MyCoRe-Org / libmeta

Java APIs and models for common library standards
GNU Lesser General Public License v3.0
0 stars 2 forks source link

Support for ALTO 3 and ALTO 4 #61

Open datazuul opened 6 months ago

datazuul commented 6 months ago

Currently Alto 2.1 is supported from libmeta-alto.

Provide support for Alto 3: https://www.loc.gov/standards/alto/v3/alto.xsd and Alto 4: https://www.loc.gov/standards/alto/v4/alto.xsd

rsteph-de commented 1 month ago

Alto v 4.4 is now part of the development branch and we've provided first Junit test. @datazuul - Can you test this "in production"?

I tend to skip v3.0 because it is more or less compatible to v4.4 and v4.0 was released in January 2018 (6 years ago).

I plan a new release this week, because I am going to present the libraries as a poster on OR 2024.

datazuul commented 2 weeks ago

At least I was able to test it successfully.

I was able to read TextLine-contents to create a plaintext-representation of alto.xml.

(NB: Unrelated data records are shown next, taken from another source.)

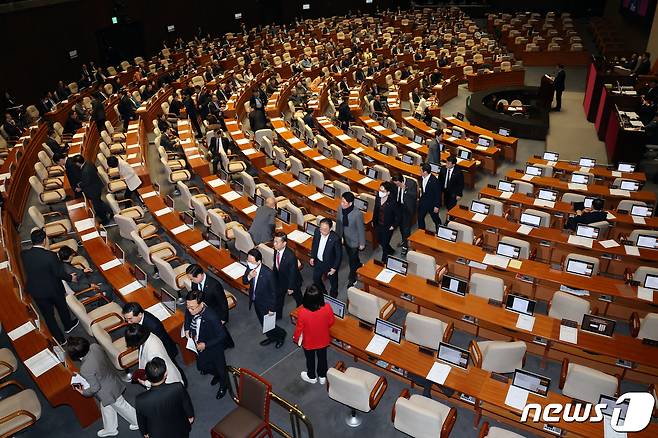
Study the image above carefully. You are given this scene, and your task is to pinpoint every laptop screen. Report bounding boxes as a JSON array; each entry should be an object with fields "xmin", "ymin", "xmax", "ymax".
[
  {"xmin": 505, "ymin": 294, "xmax": 536, "ymax": 316},
  {"xmin": 437, "ymin": 342, "xmax": 471, "ymax": 369},
  {"xmin": 375, "ymin": 318, "xmax": 402, "ymax": 344},
  {"xmin": 519, "ymin": 213, "xmax": 541, "ymax": 227},
  {"xmin": 441, "ymin": 274, "xmax": 467, "ymax": 296},
  {"xmin": 566, "ymin": 259, "xmax": 594, "ymax": 277},
  {"xmin": 512, "ymin": 368, "xmax": 551, "ymax": 397}
]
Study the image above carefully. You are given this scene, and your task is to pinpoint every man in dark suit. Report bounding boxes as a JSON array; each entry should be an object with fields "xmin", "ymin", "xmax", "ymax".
[
  {"xmin": 391, "ymin": 173, "xmax": 418, "ymax": 248},
  {"xmin": 439, "ymin": 155, "xmax": 464, "ymax": 211},
  {"xmin": 21, "ymin": 229, "xmax": 79, "ymax": 344},
  {"xmin": 185, "ymin": 263, "xmax": 228, "ymax": 324},
  {"xmin": 310, "ymin": 218, "xmax": 343, "ymax": 297},
  {"xmin": 135, "ymin": 357, "xmax": 194, "ymax": 438},
  {"xmin": 272, "ymin": 231, "xmax": 303, "ymax": 319},
  {"xmin": 242, "ymin": 248, "xmax": 286, "ymax": 348},
  {"xmin": 553, "ymin": 64, "xmax": 567, "ymax": 111},
  {"xmin": 75, "ymin": 155, "xmax": 112, "ymax": 225},
  {"xmin": 185, "ymin": 290, "xmax": 233, "ymax": 400},
  {"xmin": 418, "ymin": 163, "xmax": 441, "ymax": 230}
]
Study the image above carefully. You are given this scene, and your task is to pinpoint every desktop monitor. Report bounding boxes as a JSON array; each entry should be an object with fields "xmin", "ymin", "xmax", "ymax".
[
  {"xmin": 566, "ymin": 259, "xmax": 594, "ymax": 277},
  {"xmin": 631, "ymin": 205, "xmax": 653, "ymax": 217},
  {"xmin": 471, "ymin": 200, "xmax": 491, "ymax": 214},
  {"xmin": 496, "ymin": 242, "xmax": 521, "ymax": 260},
  {"xmin": 437, "ymin": 342, "xmax": 471, "ymax": 369},
  {"xmin": 505, "ymin": 294, "xmax": 536, "ymax": 316},
  {"xmin": 512, "ymin": 368, "xmax": 551, "ymax": 397},
  {"xmin": 525, "ymin": 164, "xmax": 542, "ymax": 176},
  {"xmin": 617, "ymin": 163, "xmax": 635, "ymax": 173},
  {"xmin": 441, "ymin": 274, "xmax": 468, "ymax": 296},
  {"xmin": 436, "ymin": 225, "xmax": 457, "ymax": 242},
  {"xmin": 354, "ymin": 198, "xmax": 368, "ymax": 213},
  {"xmin": 570, "ymin": 173, "xmax": 589, "ymax": 184},
  {"xmin": 542, "ymin": 152, "xmax": 560, "ymax": 161},
  {"xmin": 580, "ymin": 313, "xmax": 616, "ymax": 337},
  {"xmin": 375, "ymin": 318, "xmax": 402, "ymax": 344},
  {"xmin": 519, "ymin": 213, "xmax": 541, "ymax": 227},
  {"xmin": 322, "ymin": 183, "xmax": 336, "ymax": 199},
  {"xmin": 635, "ymin": 234, "xmax": 658, "ymax": 249},
  {"xmin": 324, "ymin": 295, "xmax": 346, "ymax": 319},
  {"xmin": 386, "ymin": 256, "xmax": 409, "ymax": 275},
  {"xmin": 578, "ymin": 157, "xmax": 596, "ymax": 167},
  {"xmin": 537, "ymin": 189, "xmax": 558, "ymax": 202},
  {"xmin": 498, "ymin": 179, "xmax": 516, "ymax": 193},
  {"xmin": 619, "ymin": 179, "xmax": 640, "ymax": 192},
  {"xmin": 304, "ymin": 222, "xmax": 318, "ymax": 236}
]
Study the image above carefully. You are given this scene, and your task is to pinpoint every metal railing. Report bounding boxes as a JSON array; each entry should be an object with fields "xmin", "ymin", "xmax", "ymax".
[{"xmin": 226, "ymin": 365, "xmax": 314, "ymax": 438}]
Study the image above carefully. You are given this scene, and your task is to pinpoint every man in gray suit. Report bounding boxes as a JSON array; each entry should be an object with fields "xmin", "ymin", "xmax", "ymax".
[
  {"xmin": 66, "ymin": 336, "xmax": 139, "ymax": 437},
  {"xmin": 336, "ymin": 192, "xmax": 366, "ymax": 287},
  {"xmin": 249, "ymin": 197, "xmax": 276, "ymax": 245}
]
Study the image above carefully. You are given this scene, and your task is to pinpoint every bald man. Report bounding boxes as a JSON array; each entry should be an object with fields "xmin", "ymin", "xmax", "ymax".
[{"xmin": 249, "ymin": 197, "xmax": 276, "ymax": 245}]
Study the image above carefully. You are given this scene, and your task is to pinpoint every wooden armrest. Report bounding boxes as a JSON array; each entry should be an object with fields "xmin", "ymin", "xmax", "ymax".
[{"xmin": 368, "ymin": 376, "xmax": 388, "ymax": 409}]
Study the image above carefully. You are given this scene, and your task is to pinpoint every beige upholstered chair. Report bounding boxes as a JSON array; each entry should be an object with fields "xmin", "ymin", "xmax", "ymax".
[
  {"xmin": 327, "ymin": 362, "xmax": 388, "ymax": 427},
  {"xmin": 560, "ymin": 359, "xmax": 620, "ymax": 403},
  {"xmin": 391, "ymin": 389, "xmax": 457, "ymax": 438},
  {"xmin": 469, "ymin": 341, "xmax": 528, "ymax": 374},
  {"xmin": 347, "ymin": 287, "xmax": 396, "ymax": 324}
]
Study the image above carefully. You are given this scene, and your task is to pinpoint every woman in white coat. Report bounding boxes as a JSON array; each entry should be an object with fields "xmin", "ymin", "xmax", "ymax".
[
  {"xmin": 107, "ymin": 155, "xmax": 142, "ymax": 199},
  {"xmin": 124, "ymin": 324, "xmax": 183, "ymax": 388}
]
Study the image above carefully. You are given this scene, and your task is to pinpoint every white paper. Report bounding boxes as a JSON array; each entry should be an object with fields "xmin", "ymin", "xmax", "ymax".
[
  {"xmin": 73, "ymin": 217, "xmax": 96, "ymax": 233},
  {"xmin": 505, "ymin": 385, "xmax": 530, "ymax": 411},
  {"xmin": 375, "ymin": 269, "xmax": 396, "ymax": 284},
  {"xmin": 222, "ymin": 190, "xmax": 240, "ymax": 202},
  {"xmin": 567, "ymin": 234, "xmax": 594, "ymax": 248},
  {"xmin": 637, "ymin": 286, "xmax": 653, "ymax": 301},
  {"xmin": 624, "ymin": 245, "xmax": 640, "ymax": 256},
  {"xmin": 263, "ymin": 312, "xmax": 276, "ymax": 333},
  {"xmin": 222, "ymin": 262, "xmax": 247, "ymax": 280},
  {"xmin": 516, "ymin": 313, "xmax": 535, "ymax": 332},
  {"xmin": 23, "ymin": 349, "xmax": 60, "ymax": 377},
  {"xmin": 80, "ymin": 231, "xmax": 101, "ymax": 242},
  {"xmin": 425, "ymin": 362, "xmax": 452, "ymax": 385},
  {"xmin": 560, "ymin": 324, "xmax": 578, "ymax": 344},
  {"xmin": 366, "ymin": 335, "xmax": 390, "ymax": 356},
  {"xmin": 119, "ymin": 280, "xmax": 144, "ymax": 295},
  {"xmin": 516, "ymin": 225, "xmax": 532, "ymax": 236},
  {"xmin": 190, "ymin": 240, "xmax": 210, "ymax": 252},
  {"xmin": 7, "ymin": 321, "xmax": 37, "ymax": 341}
]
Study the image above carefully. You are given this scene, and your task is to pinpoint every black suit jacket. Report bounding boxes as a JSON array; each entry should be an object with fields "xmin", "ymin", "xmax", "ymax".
[
  {"xmin": 142, "ymin": 310, "xmax": 178, "ymax": 359},
  {"xmin": 311, "ymin": 228, "xmax": 343, "ymax": 271},
  {"xmin": 418, "ymin": 175, "xmax": 441, "ymax": 210},
  {"xmin": 192, "ymin": 274, "xmax": 228, "ymax": 322},
  {"xmin": 21, "ymin": 247, "xmax": 71, "ymax": 299},
  {"xmin": 272, "ymin": 246, "xmax": 302, "ymax": 293},
  {"xmin": 242, "ymin": 263, "xmax": 277, "ymax": 313},
  {"xmin": 135, "ymin": 383, "xmax": 194, "ymax": 438}
]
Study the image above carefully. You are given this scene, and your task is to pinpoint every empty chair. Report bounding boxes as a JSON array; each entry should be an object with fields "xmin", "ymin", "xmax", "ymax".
[
  {"xmin": 391, "ymin": 389, "xmax": 457, "ymax": 438},
  {"xmin": 469, "ymin": 273, "xmax": 506, "ymax": 302},
  {"xmin": 469, "ymin": 341, "xmax": 528, "ymax": 374},
  {"xmin": 347, "ymin": 287, "xmax": 396, "ymax": 324},
  {"xmin": 327, "ymin": 362, "xmax": 388, "ymax": 427},
  {"xmin": 548, "ymin": 291, "xmax": 591, "ymax": 324},
  {"xmin": 560, "ymin": 358, "xmax": 619, "ymax": 403}
]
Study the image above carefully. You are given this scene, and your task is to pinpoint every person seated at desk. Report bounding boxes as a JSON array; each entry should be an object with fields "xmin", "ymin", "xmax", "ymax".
[{"xmin": 564, "ymin": 198, "xmax": 608, "ymax": 231}]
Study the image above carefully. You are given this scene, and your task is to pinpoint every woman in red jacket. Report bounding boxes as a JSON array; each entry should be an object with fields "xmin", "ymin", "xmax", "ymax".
[{"xmin": 293, "ymin": 285, "xmax": 334, "ymax": 385}]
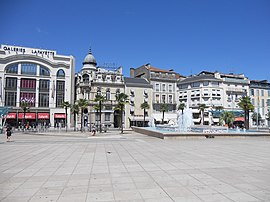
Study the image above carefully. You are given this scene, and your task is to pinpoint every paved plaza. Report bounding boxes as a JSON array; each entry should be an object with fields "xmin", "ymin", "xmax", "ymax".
[{"xmin": 0, "ymin": 131, "xmax": 270, "ymax": 202}]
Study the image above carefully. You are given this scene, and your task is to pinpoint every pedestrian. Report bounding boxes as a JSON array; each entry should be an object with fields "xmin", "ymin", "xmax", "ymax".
[
  {"xmin": 6, "ymin": 125, "xmax": 11, "ymax": 142},
  {"xmin": 92, "ymin": 128, "xmax": 96, "ymax": 136}
]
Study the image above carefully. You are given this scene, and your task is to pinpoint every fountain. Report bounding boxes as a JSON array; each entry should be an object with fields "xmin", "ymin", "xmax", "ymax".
[
  {"xmin": 148, "ymin": 117, "xmax": 156, "ymax": 128},
  {"xmin": 177, "ymin": 108, "xmax": 194, "ymax": 132}
]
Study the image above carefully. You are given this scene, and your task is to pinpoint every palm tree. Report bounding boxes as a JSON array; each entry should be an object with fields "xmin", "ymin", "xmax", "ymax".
[
  {"xmin": 94, "ymin": 94, "xmax": 106, "ymax": 132},
  {"xmin": 159, "ymin": 103, "xmax": 168, "ymax": 124},
  {"xmin": 20, "ymin": 101, "xmax": 30, "ymax": 130},
  {"xmin": 198, "ymin": 104, "xmax": 207, "ymax": 125},
  {"xmin": 62, "ymin": 101, "xmax": 71, "ymax": 132},
  {"xmin": 141, "ymin": 102, "xmax": 150, "ymax": 127},
  {"xmin": 78, "ymin": 99, "xmax": 88, "ymax": 132},
  {"xmin": 219, "ymin": 111, "xmax": 234, "ymax": 127},
  {"xmin": 71, "ymin": 103, "xmax": 80, "ymax": 131},
  {"xmin": 115, "ymin": 93, "xmax": 128, "ymax": 133},
  {"xmin": 238, "ymin": 96, "xmax": 254, "ymax": 130},
  {"xmin": 178, "ymin": 102, "xmax": 186, "ymax": 115},
  {"xmin": 213, "ymin": 106, "xmax": 224, "ymax": 123},
  {"xmin": 252, "ymin": 112, "xmax": 262, "ymax": 125}
]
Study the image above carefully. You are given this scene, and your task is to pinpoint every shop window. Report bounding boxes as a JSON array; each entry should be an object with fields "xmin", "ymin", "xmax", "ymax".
[
  {"xmin": 5, "ymin": 91, "xmax": 17, "ymax": 107},
  {"xmin": 6, "ymin": 64, "xmax": 18, "ymax": 74},
  {"xmin": 39, "ymin": 66, "xmax": 50, "ymax": 76},
  {"xmin": 6, "ymin": 77, "xmax": 17, "ymax": 90},
  {"xmin": 21, "ymin": 63, "xmax": 37, "ymax": 75},
  {"xmin": 56, "ymin": 69, "xmax": 65, "ymax": 78}
]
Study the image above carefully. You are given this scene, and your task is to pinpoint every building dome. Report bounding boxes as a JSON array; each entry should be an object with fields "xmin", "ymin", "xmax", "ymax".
[{"xmin": 83, "ymin": 49, "xmax": 97, "ymax": 66}]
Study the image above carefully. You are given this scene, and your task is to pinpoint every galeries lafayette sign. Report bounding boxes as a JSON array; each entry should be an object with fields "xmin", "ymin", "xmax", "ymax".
[{"xmin": 1, "ymin": 45, "xmax": 56, "ymax": 56}]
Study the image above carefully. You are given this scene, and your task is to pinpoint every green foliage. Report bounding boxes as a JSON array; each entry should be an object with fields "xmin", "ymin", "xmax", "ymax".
[
  {"xmin": 238, "ymin": 96, "xmax": 254, "ymax": 130},
  {"xmin": 219, "ymin": 111, "xmax": 234, "ymax": 127},
  {"xmin": 178, "ymin": 102, "xmax": 186, "ymax": 114},
  {"xmin": 114, "ymin": 93, "xmax": 129, "ymax": 133},
  {"xmin": 252, "ymin": 112, "xmax": 262, "ymax": 124}
]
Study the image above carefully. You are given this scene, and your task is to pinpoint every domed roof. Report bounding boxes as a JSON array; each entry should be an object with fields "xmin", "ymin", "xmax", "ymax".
[{"xmin": 83, "ymin": 49, "xmax": 97, "ymax": 66}]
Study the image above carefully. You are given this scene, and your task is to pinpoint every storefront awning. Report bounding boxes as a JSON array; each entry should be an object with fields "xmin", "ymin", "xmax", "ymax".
[
  {"xmin": 234, "ymin": 117, "xmax": 245, "ymax": 122},
  {"xmin": 54, "ymin": 114, "xmax": 66, "ymax": 119},
  {"xmin": 38, "ymin": 113, "xmax": 50, "ymax": 119},
  {"xmin": 18, "ymin": 113, "xmax": 36, "ymax": 119}
]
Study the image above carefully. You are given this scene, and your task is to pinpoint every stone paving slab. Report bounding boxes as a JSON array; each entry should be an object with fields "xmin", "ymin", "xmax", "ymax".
[{"xmin": 0, "ymin": 131, "xmax": 270, "ymax": 202}]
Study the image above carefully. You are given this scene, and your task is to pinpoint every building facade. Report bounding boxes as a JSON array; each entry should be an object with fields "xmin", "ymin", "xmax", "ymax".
[
  {"xmin": 178, "ymin": 71, "xmax": 250, "ymax": 125},
  {"xmin": 75, "ymin": 50, "xmax": 125, "ymax": 129},
  {"xmin": 250, "ymin": 80, "xmax": 270, "ymax": 126},
  {"xmin": 0, "ymin": 45, "xmax": 75, "ymax": 127},
  {"xmin": 130, "ymin": 64, "xmax": 184, "ymax": 123},
  {"xmin": 125, "ymin": 77, "xmax": 153, "ymax": 128}
]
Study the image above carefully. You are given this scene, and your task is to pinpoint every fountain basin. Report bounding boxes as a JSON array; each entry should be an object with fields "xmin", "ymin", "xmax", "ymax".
[{"xmin": 132, "ymin": 126, "xmax": 270, "ymax": 139}]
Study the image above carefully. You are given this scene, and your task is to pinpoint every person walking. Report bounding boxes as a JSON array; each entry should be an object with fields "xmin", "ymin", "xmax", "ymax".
[{"xmin": 6, "ymin": 125, "xmax": 11, "ymax": 142}]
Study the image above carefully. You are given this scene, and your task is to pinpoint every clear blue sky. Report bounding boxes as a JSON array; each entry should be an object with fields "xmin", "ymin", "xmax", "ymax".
[{"xmin": 0, "ymin": 0, "xmax": 270, "ymax": 80}]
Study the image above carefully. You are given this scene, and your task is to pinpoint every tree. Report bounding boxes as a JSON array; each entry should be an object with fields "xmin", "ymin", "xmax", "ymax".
[
  {"xmin": 159, "ymin": 103, "xmax": 169, "ymax": 124},
  {"xmin": 71, "ymin": 103, "xmax": 80, "ymax": 131},
  {"xmin": 238, "ymin": 96, "xmax": 254, "ymax": 130},
  {"xmin": 94, "ymin": 94, "xmax": 106, "ymax": 133},
  {"xmin": 20, "ymin": 100, "xmax": 31, "ymax": 130},
  {"xmin": 198, "ymin": 104, "xmax": 207, "ymax": 125},
  {"xmin": 141, "ymin": 102, "xmax": 150, "ymax": 127},
  {"xmin": 252, "ymin": 112, "xmax": 262, "ymax": 125},
  {"xmin": 178, "ymin": 102, "xmax": 186, "ymax": 115},
  {"xmin": 213, "ymin": 106, "xmax": 224, "ymax": 123},
  {"xmin": 62, "ymin": 101, "xmax": 71, "ymax": 132},
  {"xmin": 214, "ymin": 106, "xmax": 224, "ymax": 112},
  {"xmin": 78, "ymin": 99, "xmax": 88, "ymax": 132},
  {"xmin": 219, "ymin": 111, "xmax": 234, "ymax": 127},
  {"xmin": 115, "ymin": 93, "xmax": 128, "ymax": 133}
]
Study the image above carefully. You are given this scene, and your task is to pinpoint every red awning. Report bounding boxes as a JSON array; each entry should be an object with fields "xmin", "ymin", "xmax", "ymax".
[
  {"xmin": 38, "ymin": 113, "xmax": 50, "ymax": 119},
  {"xmin": 234, "ymin": 117, "xmax": 245, "ymax": 122},
  {"xmin": 6, "ymin": 113, "xmax": 16, "ymax": 119},
  {"xmin": 54, "ymin": 114, "xmax": 66, "ymax": 119},
  {"xmin": 18, "ymin": 113, "xmax": 36, "ymax": 119}
]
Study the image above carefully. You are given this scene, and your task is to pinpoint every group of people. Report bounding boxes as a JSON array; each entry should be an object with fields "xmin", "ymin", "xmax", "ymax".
[{"xmin": 6, "ymin": 125, "xmax": 12, "ymax": 142}]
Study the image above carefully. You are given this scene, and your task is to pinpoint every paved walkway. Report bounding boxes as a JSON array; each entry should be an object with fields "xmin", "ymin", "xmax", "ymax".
[{"xmin": 0, "ymin": 131, "xmax": 270, "ymax": 202}]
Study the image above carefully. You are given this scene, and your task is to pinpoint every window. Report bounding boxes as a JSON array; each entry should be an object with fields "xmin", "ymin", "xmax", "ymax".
[
  {"xmin": 250, "ymin": 89, "xmax": 254, "ymax": 96},
  {"xmin": 169, "ymin": 95, "xmax": 173, "ymax": 104},
  {"xmin": 203, "ymin": 81, "xmax": 209, "ymax": 86},
  {"xmin": 5, "ymin": 91, "xmax": 17, "ymax": 107},
  {"xmin": 39, "ymin": 66, "xmax": 50, "ymax": 76},
  {"xmin": 6, "ymin": 77, "xmax": 17, "ymax": 90},
  {"xmin": 22, "ymin": 63, "xmax": 37, "ymax": 75},
  {"xmin": 262, "ymin": 99, "xmax": 265, "ymax": 107},
  {"xmin": 21, "ymin": 79, "xmax": 36, "ymax": 90},
  {"xmin": 39, "ymin": 79, "xmax": 50, "ymax": 91},
  {"xmin": 106, "ymin": 88, "xmax": 111, "ymax": 100},
  {"xmin": 191, "ymin": 82, "xmax": 200, "ymax": 87},
  {"xmin": 161, "ymin": 95, "xmax": 166, "ymax": 103},
  {"xmin": 6, "ymin": 64, "xmax": 18, "ymax": 74},
  {"xmin": 105, "ymin": 112, "xmax": 111, "ymax": 121},
  {"xmin": 179, "ymin": 84, "xmax": 188, "ymax": 89},
  {"xmin": 155, "ymin": 83, "xmax": 159, "ymax": 92},
  {"xmin": 56, "ymin": 81, "xmax": 65, "ymax": 107},
  {"xmin": 82, "ymin": 74, "xmax": 89, "ymax": 83},
  {"xmin": 38, "ymin": 93, "xmax": 49, "ymax": 107},
  {"xmin": 156, "ymin": 94, "xmax": 160, "ymax": 103},
  {"xmin": 162, "ymin": 83, "xmax": 166, "ymax": 92},
  {"xmin": 20, "ymin": 92, "xmax": 36, "ymax": 107},
  {"xmin": 56, "ymin": 69, "xmax": 65, "ymax": 78},
  {"xmin": 169, "ymin": 84, "xmax": 173, "ymax": 93},
  {"xmin": 96, "ymin": 112, "xmax": 100, "ymax": 121}
]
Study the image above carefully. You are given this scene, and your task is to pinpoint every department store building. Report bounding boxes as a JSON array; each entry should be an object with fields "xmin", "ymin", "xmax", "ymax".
[{"xmin": 0, "ymin": 45, "xmax": 75, "ymax": 127}]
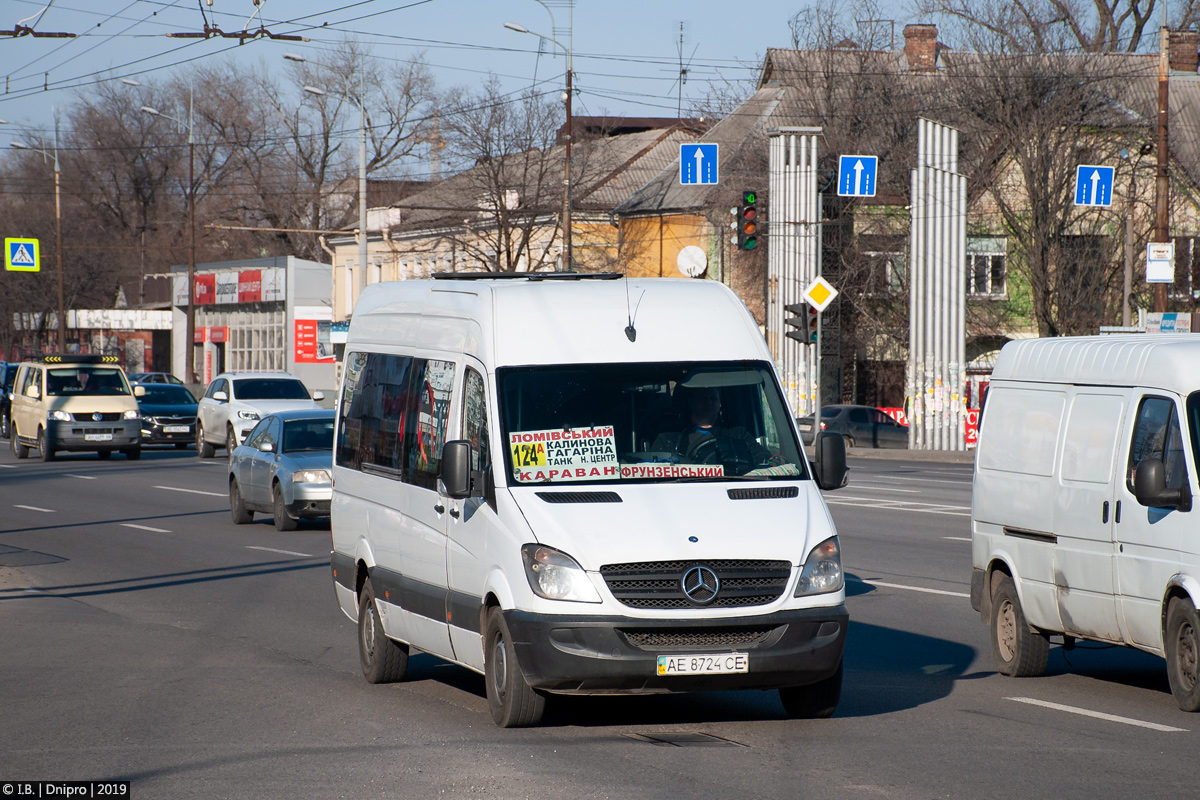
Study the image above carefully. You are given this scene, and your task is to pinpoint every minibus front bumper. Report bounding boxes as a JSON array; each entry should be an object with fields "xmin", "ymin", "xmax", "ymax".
[{"xmin": 504, "ymin": 604, "xmax": 850, "ymax": 694}]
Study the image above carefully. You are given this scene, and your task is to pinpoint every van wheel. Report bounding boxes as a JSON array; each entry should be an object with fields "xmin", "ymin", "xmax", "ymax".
[
  {"xmin": 484, "ymin": 608, "xmax": 546, "ymax": 728},
  {"xmin": 779, "ymin": 661, "xmax": 841, "ymax": 720},
  {"xmin": 10, "ymin": 428, "xmax": 29, "ymax": 458},
  {"xmin": 359, "ymin": 581, "xmax": 408, "ymax": 684},
  {"xmin": 196, "ymin": 422, "xmax": 217, "ymax": 458},
  {"xmin": 37, "ymin": 431, "xmax": 54, "ymax": 461},
  {"xmin": 1163, "ymin": 597, "xmax": 1200, "ymax": 711},
  {"xmin": 991, "ymin": 576, "xmax": 1050, "ymax": 678},
  {"xmin": 271, "ymin": 483, "xmax": 296, "ymax": 530},
  {"xmin": 229, "ymin": 479, "xmax": 254, "ymax": 525}
]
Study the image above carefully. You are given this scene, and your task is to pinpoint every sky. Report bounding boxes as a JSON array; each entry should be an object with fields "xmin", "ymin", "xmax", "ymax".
[{"xmin": 0, "ymin": 0, "xmax": 912, "ymax": 139}]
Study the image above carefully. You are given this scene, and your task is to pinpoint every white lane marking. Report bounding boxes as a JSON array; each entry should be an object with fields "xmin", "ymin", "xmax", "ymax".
[
  {"xmin": 1004, "ymin": 697, "xmax": 1188, "ymax": 733},
  {"xmin": 846, "ymin": 578, "xmax": 971, "ymax": 597},
  {"xmin": 888, "ymin": 475, "xmax": 971, "ymax": 486},
  {"xmin": 247, "ymin": 544, "xmax": 317, "ymax": 559},
  {"xmin": 850, "ymin": 481, "xmax": 920, "ymax": 494},
  {"xmin": 824, "ymin": 494, "xmax": 971, "ymax": 517},
  {"xmin": 155, "ymin": 486, "xmax": 229, "ymax": 498}
]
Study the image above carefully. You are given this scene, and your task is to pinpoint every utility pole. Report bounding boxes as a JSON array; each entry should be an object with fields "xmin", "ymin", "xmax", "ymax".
[{"xmin": 1154, "ymin": 20, "xmax": 1171, "ymax": 312}]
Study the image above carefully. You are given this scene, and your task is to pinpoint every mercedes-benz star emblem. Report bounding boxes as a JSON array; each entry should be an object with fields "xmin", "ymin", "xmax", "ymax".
[{"xmin": 679, "ymin": 565, "xmax": 721, "ymax": 606}]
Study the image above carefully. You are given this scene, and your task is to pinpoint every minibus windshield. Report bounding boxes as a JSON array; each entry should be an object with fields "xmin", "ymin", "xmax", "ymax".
[{"xmin": 497, "ymin": 361, "xmax": 809, "ymax": 485}]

A method with unmarshalling an xml without checking namespace would be great... something like:

boolean namespaceAware = false;
Alto4XMLProcessor.getInstance().unmarshal(altoXmlPath, namespaceAware);

Using feature of DocumentBuilderFactory:

JAXBContext jc = JAXBContext.newInstance( "com.acme.foo" );
Unmarshaller u = jc.createUnmarshaller();

DocumentBuilderFactory dbf = DocumentBuilderFactory.newInstance();
dbf.setNamespaceAware(true);
DocumentBuilder db = dbf.newDocumentBuilder();
Document doc = db.parse(new File( "nosferatu.xml"));

Object o = u.unmarshal( doc );

Not sure if this is possible?